Introdução: A dissecção espontânea de coronárias é uma causa menos frequente de síndrome coronária aguda (SCA). O seu diagnóstico pode ser desafiador nas situações em que a lâmina de dissecção não pode ser observada na coronariografia invasiva, sobretudo quando acomete o vaso difusamente. Assim, faz parte do diagnóstico diferencial em casos de infarto agudo do miocárdio sem coronariopatia obstrutiva (MINOCA).
Relato do caso: Sexo feminino, 40 anos, com histórico de migrânea. Em uso de analgésicos simples e anticoncepcional oral combinado. Ex-tabagista (cinco anos-maço) há 9 anos. Procurou o pronto-socorro com dor retroesternal opressiva, irradiada para mandíbula, com início ao repouso. Dois dias antes do episódio, foi submetida a forte estresse emocional.
O eletrocardiograma demonstrava supradesnivelamento do segmento ST em DI, aVL e V2, além de infradesnivelamento do segmento ST em DIII e aVF. Iniciadas medidas para SCA e encaminhada à coronariografia invasiva, não sendo encontradas lesões obstrutivas.

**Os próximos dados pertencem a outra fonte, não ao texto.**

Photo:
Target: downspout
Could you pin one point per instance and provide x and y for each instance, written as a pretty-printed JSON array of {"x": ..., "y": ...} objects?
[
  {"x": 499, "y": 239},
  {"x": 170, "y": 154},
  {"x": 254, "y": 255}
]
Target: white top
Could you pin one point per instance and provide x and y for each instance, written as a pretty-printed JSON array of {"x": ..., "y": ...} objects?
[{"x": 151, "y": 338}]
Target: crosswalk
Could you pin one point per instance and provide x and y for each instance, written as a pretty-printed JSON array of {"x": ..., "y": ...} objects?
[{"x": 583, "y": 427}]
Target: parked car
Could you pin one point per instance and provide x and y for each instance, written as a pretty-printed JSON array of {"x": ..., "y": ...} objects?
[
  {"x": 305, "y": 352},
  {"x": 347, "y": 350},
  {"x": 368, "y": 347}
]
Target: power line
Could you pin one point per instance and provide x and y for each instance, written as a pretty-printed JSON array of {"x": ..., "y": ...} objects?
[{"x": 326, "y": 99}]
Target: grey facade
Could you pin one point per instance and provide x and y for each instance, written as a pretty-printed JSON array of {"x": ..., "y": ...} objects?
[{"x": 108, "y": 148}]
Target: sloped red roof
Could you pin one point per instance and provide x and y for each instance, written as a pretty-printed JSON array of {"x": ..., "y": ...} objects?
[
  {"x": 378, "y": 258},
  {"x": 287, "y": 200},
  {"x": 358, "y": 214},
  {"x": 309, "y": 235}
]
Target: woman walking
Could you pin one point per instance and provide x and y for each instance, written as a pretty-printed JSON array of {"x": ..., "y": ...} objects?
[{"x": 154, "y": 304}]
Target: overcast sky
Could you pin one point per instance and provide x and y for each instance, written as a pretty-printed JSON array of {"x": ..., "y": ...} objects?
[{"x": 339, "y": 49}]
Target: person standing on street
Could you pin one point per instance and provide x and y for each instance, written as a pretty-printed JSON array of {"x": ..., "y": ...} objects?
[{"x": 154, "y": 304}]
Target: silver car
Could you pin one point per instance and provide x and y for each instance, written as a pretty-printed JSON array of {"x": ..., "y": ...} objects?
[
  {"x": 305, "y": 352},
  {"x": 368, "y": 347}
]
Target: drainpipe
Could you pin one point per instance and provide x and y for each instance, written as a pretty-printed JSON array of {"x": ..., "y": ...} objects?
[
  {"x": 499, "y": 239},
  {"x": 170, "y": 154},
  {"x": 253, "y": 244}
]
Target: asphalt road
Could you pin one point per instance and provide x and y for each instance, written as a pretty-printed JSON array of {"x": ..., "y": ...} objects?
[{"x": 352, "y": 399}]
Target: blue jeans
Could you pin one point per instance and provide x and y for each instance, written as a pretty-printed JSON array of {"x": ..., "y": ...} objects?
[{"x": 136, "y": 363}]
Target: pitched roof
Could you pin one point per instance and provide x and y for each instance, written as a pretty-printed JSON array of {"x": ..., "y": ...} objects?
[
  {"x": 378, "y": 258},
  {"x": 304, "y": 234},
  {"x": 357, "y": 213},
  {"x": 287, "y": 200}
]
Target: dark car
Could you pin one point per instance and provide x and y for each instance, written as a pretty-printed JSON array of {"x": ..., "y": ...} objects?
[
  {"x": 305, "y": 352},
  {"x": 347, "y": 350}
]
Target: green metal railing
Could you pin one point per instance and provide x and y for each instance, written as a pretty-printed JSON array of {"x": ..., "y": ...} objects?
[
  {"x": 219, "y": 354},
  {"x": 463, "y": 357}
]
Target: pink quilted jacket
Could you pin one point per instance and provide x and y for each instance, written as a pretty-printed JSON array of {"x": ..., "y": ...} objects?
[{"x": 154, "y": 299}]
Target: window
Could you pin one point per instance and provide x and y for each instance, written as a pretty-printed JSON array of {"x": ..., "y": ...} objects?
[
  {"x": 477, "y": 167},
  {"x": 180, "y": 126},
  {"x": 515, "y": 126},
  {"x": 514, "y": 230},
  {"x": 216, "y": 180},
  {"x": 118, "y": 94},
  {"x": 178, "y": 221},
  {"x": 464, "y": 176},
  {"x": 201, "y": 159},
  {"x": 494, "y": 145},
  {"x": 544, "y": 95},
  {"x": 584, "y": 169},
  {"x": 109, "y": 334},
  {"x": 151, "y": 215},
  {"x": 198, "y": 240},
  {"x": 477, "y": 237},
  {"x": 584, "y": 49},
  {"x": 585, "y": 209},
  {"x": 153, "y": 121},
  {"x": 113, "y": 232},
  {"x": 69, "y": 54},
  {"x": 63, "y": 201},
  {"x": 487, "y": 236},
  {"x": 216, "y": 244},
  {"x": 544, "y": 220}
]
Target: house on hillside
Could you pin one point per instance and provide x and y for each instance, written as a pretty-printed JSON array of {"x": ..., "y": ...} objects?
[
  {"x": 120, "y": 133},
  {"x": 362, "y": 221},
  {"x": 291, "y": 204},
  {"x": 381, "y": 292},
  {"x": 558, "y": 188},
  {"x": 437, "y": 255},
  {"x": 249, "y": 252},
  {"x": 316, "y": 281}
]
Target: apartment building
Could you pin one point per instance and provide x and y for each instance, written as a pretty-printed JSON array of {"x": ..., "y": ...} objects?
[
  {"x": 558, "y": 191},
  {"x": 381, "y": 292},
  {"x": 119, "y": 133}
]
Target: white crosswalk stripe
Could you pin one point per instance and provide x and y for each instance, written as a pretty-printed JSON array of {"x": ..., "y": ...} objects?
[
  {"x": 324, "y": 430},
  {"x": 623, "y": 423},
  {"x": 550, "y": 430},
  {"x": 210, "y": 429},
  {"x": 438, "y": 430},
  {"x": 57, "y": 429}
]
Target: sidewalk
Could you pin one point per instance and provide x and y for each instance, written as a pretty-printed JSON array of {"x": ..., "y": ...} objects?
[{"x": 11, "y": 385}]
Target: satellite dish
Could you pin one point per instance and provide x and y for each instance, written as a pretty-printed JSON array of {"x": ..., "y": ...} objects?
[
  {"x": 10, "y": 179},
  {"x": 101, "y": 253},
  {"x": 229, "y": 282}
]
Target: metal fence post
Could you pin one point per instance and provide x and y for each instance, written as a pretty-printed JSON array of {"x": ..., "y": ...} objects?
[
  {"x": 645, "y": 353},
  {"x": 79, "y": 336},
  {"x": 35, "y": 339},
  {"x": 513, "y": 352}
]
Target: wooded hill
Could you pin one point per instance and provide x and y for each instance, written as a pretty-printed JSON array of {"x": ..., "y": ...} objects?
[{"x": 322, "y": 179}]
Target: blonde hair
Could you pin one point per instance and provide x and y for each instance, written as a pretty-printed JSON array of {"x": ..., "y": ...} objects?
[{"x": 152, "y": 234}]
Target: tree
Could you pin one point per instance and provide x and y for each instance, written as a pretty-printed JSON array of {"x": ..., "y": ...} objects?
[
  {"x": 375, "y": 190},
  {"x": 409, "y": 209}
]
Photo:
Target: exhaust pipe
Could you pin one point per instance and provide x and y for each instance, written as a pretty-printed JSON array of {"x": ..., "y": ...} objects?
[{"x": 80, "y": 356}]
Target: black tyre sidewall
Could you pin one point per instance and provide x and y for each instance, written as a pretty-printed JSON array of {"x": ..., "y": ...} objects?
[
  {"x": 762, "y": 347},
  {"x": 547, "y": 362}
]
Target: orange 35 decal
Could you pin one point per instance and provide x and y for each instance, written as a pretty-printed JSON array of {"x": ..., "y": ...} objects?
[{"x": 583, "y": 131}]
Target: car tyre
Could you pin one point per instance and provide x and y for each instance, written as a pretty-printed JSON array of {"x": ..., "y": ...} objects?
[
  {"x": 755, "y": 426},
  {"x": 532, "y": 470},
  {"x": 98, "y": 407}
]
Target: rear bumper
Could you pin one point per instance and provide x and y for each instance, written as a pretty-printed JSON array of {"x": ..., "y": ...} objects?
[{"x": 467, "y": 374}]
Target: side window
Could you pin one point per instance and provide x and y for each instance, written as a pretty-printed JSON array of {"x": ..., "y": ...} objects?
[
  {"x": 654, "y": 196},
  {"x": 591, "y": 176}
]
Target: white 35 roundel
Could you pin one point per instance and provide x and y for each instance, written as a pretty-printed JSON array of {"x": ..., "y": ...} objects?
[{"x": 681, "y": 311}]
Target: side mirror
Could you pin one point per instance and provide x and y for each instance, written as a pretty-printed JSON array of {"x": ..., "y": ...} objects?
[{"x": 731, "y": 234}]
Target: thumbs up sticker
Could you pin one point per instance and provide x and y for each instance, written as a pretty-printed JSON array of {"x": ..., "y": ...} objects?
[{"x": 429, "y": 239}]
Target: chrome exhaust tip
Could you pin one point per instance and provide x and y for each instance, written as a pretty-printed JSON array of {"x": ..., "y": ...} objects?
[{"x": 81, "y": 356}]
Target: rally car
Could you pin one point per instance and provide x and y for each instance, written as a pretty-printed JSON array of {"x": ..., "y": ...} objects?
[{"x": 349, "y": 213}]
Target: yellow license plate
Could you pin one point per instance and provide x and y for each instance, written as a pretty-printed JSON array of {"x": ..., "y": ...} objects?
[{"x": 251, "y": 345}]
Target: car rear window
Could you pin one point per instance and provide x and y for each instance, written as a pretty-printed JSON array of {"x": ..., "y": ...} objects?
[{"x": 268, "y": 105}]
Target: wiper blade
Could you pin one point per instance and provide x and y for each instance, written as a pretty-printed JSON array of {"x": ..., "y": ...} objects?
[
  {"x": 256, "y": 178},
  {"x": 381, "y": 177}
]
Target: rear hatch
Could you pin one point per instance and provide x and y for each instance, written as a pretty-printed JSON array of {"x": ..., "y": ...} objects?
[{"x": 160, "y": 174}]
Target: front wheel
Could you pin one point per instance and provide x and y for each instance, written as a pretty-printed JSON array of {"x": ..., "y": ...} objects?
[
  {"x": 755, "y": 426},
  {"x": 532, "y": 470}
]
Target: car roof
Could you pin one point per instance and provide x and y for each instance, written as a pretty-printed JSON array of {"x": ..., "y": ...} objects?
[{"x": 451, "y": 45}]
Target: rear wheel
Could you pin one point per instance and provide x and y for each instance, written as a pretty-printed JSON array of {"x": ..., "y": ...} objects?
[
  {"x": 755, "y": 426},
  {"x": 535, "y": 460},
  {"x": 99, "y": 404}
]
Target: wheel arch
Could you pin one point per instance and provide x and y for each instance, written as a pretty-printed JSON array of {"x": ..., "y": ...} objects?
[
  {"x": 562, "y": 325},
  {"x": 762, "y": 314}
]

A ventriculografia esquerda demonstrava hipocontratilidade acentuada em ápex e segmentos apicais das paredes anterior, septal e inferior, com contratilidade normal dos demais. A troponina apresentou padrão de elevação e queda, com valor máximo de 7.306 pg/ml (referência até 15,2 pg/ml).
O ecocardiograma demonstrou discinesia do ápex, acinesia em segmentos médios e apicais do ventrículo esquerdo e contração normal dos segmentos basais, padrão sugestivo de Takotsubo.
Realizada ressonância magnética, sendo observado edema miocárdico e realce tardio transmural, de padrão isquêmico, acometendo o território da artéria descendente anterior (ADA). A paciente foi submetida à angiotomografia de coronárias, que revelou a presença de hematoma na parede do tronco da coronária esquerda (TCE), estendendo-se para ADA até o seu terço distal, compatível com dissecção espontânea de coronárias. Apresentou boa evolução clínica em tratamento conservador, assintomática e sem eventos cardiovasculares maiores no seguimento de 1 ano.
Discussão: Os fatores de risco mais frequentes são gestação, displasia fibromuscular, sexo feminino, uso de anticoncepcionais, exercício intenso e estresse emocional, sugerindo-se também associação com migrânea. Embora não seja amplamente validada para a avaliação de dissecção espontânea de coronárias, relatamos um caso em que a angiotomografia elucidou o diagnóstico ao demonstrar espessamento significativo e hematoma parietal em toda a extensão do TCE e da ADA, podendo a mesma se tornar útil na investigação da dissecção espontânea de coronárias.